With temperatures warming up and summer quickly approaching, focus is shifting to snowmelt runoff and that will mean for California water supplies. The fifth and final manual snow survey was conducted by the Department of Water Resources (DWR) on April 30 at Phillips Station snow course revealed discouraging measurements.
“For our results today, we recorded a snow depth of 1.5 inches and a snow water content of half an inch,” said chief of DWR’s Snow Survey and Water Supply Forecast Section Sean de Guzman. “That results in three percent of an average May and two percent of the April 1 average here at this location.”
While the readings from Phillips Station were disappointing, the outlook for the state as a whole shows a much more positive picture. “Our automated snow sensor network is reporting about 37 percent of average statewide for our snowpack; so not quite what we’re seeing here today mainly because here at the Phillips Station snow course we are in a fully exposed meadow,” De Guzman noted.
The water year for 2020 began back in October with a slow start for rain and snowfall. December came through with significant precipitation levels, which De Guzman noted was 130 percent of the average. Another dry spell came through for January and February with very limited amounts of rain and snow. The storms that hit California in March and April helped to offset the first two months of the year, with the snowpack peaking at nearly 64 percent of the average in mid-April.

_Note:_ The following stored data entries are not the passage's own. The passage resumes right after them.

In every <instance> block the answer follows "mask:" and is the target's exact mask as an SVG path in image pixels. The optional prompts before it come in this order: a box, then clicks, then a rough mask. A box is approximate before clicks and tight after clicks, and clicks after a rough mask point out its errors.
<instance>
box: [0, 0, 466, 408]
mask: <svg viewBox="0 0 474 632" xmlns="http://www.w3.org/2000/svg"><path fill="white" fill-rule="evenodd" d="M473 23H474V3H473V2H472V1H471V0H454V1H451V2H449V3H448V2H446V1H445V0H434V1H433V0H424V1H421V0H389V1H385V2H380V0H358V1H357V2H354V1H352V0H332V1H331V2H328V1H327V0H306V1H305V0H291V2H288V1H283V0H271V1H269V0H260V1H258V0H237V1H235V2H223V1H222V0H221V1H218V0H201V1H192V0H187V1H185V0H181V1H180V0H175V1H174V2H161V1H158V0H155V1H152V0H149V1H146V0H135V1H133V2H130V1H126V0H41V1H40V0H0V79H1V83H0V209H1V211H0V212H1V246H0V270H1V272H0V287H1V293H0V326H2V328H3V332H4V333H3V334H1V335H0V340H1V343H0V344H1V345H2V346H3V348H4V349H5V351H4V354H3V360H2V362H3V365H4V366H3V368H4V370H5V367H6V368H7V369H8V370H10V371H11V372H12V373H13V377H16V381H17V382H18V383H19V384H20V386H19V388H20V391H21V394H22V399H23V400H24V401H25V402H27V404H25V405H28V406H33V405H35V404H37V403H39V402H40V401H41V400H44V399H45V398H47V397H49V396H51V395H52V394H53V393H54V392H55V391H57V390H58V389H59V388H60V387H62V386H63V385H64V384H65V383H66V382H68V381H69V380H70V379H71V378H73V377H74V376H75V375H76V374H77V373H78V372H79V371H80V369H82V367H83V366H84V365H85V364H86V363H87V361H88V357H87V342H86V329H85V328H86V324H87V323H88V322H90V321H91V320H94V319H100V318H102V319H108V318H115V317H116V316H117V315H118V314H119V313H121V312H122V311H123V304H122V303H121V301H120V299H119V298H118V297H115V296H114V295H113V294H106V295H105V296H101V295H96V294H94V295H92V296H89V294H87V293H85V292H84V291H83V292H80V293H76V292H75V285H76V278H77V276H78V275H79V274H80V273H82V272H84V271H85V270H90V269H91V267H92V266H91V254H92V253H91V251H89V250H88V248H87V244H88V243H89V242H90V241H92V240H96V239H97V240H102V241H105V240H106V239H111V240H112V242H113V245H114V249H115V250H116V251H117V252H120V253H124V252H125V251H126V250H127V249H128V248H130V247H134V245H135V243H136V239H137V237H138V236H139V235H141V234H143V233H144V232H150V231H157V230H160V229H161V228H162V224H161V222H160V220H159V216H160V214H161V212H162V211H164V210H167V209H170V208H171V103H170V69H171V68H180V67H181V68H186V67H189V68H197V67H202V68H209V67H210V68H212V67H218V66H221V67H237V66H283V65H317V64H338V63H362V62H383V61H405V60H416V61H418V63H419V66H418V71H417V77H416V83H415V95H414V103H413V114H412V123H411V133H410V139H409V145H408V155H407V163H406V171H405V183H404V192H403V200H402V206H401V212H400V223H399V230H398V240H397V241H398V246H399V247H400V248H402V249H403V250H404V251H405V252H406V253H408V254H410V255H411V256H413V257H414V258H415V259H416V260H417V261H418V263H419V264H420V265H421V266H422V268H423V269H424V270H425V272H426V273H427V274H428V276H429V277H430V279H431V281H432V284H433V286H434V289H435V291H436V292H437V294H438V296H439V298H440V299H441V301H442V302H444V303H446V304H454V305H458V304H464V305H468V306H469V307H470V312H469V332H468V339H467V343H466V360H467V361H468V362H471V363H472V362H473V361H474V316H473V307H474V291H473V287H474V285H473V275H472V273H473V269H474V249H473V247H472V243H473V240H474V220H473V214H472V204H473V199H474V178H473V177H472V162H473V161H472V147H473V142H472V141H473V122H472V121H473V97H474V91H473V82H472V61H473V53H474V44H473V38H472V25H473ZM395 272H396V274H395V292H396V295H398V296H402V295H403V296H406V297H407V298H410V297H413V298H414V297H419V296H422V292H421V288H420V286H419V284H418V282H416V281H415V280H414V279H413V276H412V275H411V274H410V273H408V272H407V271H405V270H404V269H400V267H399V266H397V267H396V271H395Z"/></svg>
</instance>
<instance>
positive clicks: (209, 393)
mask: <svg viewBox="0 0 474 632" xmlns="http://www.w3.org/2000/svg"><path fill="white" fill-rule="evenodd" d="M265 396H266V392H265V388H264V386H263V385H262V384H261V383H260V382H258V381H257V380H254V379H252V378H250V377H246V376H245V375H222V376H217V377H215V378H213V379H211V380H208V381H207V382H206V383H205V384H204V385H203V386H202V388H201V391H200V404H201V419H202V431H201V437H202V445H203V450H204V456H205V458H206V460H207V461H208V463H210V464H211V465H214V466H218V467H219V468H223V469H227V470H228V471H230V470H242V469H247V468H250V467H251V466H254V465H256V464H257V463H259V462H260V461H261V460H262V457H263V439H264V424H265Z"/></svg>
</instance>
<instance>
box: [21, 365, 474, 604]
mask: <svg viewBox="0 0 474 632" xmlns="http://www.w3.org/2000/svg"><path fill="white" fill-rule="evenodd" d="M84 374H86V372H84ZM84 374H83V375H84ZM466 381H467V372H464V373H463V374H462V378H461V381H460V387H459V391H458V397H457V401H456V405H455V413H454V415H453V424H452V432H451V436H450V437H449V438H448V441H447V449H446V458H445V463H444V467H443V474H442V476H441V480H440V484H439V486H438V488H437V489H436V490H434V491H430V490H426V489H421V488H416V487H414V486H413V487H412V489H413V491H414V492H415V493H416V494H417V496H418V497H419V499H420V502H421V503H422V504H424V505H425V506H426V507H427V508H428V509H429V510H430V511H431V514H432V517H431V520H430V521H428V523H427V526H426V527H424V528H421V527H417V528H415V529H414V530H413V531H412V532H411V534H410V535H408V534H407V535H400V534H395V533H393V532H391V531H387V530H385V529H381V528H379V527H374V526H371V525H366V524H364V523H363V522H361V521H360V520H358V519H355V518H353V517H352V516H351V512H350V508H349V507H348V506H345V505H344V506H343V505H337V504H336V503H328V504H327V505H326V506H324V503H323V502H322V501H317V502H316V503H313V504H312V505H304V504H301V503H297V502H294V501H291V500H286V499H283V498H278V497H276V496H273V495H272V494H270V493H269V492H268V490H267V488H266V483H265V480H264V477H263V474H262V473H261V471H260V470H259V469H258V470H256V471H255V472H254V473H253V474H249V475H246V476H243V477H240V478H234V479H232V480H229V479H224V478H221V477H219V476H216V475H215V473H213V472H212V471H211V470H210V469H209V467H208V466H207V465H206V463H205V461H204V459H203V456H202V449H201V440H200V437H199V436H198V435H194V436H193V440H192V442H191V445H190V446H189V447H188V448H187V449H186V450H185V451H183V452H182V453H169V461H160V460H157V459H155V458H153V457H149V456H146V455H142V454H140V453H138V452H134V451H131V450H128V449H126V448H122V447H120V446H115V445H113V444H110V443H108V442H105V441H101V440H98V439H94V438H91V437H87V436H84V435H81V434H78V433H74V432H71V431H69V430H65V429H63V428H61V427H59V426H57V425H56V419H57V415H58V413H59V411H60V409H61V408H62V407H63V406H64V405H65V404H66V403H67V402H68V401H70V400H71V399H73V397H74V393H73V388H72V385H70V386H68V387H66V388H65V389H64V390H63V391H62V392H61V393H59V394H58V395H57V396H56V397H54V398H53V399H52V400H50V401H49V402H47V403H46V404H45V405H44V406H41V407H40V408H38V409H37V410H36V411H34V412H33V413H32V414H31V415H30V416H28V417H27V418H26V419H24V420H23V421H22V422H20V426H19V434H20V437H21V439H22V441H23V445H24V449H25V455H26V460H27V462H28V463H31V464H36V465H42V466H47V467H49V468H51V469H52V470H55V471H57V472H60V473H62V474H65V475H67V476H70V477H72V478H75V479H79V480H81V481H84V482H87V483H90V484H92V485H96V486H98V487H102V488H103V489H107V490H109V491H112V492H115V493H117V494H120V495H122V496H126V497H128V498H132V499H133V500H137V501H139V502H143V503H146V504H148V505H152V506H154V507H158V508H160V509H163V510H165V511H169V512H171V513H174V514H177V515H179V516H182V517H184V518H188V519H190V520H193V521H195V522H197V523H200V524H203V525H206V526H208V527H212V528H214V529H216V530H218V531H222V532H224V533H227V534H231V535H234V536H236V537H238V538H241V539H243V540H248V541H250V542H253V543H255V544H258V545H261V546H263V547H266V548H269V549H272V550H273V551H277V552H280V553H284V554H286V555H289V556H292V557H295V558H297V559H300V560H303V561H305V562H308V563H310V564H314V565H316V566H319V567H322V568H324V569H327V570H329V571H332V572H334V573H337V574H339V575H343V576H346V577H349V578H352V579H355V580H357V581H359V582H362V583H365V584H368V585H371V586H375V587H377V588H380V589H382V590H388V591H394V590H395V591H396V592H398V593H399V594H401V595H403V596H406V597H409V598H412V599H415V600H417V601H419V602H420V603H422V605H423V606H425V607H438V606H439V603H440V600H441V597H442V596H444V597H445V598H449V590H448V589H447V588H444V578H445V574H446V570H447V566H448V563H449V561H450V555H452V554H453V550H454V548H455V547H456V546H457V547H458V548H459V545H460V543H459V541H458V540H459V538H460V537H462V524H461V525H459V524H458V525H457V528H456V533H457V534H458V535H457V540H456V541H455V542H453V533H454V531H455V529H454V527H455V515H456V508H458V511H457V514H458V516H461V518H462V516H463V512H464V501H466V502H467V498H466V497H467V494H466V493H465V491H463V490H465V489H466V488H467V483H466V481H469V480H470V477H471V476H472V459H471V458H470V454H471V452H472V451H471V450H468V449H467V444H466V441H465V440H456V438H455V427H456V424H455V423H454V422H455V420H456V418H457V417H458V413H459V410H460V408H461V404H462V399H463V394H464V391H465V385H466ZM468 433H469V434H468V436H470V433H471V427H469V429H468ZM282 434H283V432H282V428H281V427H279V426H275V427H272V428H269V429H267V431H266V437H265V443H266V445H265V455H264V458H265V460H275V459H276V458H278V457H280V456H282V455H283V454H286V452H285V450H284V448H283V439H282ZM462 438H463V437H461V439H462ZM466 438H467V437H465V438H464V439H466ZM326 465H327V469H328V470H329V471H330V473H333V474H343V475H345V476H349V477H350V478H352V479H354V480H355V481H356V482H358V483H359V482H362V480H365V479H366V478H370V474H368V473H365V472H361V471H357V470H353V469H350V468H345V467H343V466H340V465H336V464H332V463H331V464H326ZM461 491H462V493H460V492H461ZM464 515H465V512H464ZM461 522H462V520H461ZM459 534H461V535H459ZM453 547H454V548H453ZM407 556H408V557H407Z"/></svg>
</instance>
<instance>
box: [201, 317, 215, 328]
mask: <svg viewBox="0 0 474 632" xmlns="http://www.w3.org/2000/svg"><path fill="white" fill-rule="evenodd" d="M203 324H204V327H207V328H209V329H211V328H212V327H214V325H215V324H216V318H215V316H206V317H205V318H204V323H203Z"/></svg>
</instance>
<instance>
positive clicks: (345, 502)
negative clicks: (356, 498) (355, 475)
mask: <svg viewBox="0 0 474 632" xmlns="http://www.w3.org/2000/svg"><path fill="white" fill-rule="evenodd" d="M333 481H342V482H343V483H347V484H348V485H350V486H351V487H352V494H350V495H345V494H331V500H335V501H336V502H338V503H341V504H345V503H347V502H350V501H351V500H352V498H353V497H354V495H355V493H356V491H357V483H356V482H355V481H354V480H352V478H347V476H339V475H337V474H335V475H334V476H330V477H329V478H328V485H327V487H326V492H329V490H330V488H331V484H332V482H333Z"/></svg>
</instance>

The spring rain and snowfall helped to secure a bit more positive outlook for water supplies moving forward.
“Although seasonal precipitation, snow, and runoff will end below average for this year, luckily our reservoirs – our major reservoirs – are all currently near or above their historic averages for this time of year,” said De Guzman. “As we move into the dry summer months the latest water supply forecasts of snowmelt runoff are ranging anywhere between 50 to 70 percent of average.”